In the 1914 the “Fremder Spinnschacht” made up of almost exclusively carpenters joined us. Many of our young brothers died on the battlefields of the first world war. After the war the trip was possible again and starvation drove many men to choose the journey. Work was scarce, the men had live on the mercy of their fellow citizens. Times were changing for the better, but not for long. Many of our brothers have gone to concentration-camps, because they had to be members of a workers party.


The “Fremder Freiheitsschacht” was not wanted by Nazi-leadership, so the journeymen had to secretly conduct their tradition. Near the end of the war it was nearly impossible to travel and again many of our brothers died on the fronts. After the war travelling started again, but the division of Germany into east and west brought new hardships.

Spinnschacht 1912

In the east travelling was again prohibited so that many men crossed the border, while it was possible. It was a time of rebuilding what the war had destroyed, the “Wirtschaftswunder” came about and many young construction workers set out to begin their trip.

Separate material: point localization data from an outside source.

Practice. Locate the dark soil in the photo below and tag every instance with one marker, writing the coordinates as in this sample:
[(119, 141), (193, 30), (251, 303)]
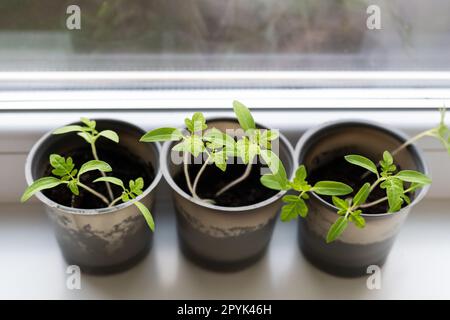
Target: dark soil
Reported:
[(340, 170), (125, 166), (248, 192)]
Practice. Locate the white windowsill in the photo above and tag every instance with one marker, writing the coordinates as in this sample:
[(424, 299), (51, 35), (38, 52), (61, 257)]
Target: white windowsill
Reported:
[(32, 266)]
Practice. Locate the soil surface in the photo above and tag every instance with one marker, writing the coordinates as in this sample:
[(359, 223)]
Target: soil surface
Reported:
[(340, 170), (248, 192), (125, 166)]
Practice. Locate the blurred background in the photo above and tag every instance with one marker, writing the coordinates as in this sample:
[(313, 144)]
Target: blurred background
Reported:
[(224, 35)]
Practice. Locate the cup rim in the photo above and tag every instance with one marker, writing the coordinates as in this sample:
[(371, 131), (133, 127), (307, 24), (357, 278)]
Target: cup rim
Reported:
[(222, 209), (397, 134), (79, 211)]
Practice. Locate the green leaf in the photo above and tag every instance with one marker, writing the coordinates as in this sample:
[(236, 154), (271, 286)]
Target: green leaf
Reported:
[(339, 203), (39, 185), (361, 161), (337, 229), (62, 167), (67, 129), (266, 137), (94, 165), (247, 150), (271, 159), (89, 123), (136, 186), (199, 122), (109, 134), (331, 188), (125, 197), (192, 144), (413, 176), (394, 191), (112, 180), (86, 136), (217, 139), (387, 158), (220, 159), (244, 116), (277, 181), (162, 134), (358, 221), (362, 195), (74, 187), (147, 215), (300, 174), (293, 209)]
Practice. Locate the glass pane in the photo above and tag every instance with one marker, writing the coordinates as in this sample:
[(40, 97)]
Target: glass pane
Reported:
[(224, 35)]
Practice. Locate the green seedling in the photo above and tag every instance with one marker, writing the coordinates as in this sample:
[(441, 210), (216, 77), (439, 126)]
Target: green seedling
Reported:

Fremder Freiheitsschacht 1918

Until the 70´s, no young men were willing to begin the journey, when work was abundant. The C.C.E.G. (Confederation Compagnonnage Europèen) was founded to create a European roof organization. In the beginning of the 80´s an economic downswing occurred bringing young men again on the road.

Freiheitsbruder 1920

At present we are a healthy number of men, an organization that has profited by the unification of the two Parts of Germany. It is a joy to preserve a living legacy and tradition.
Long live the “Fremder Freiheitssschacht.”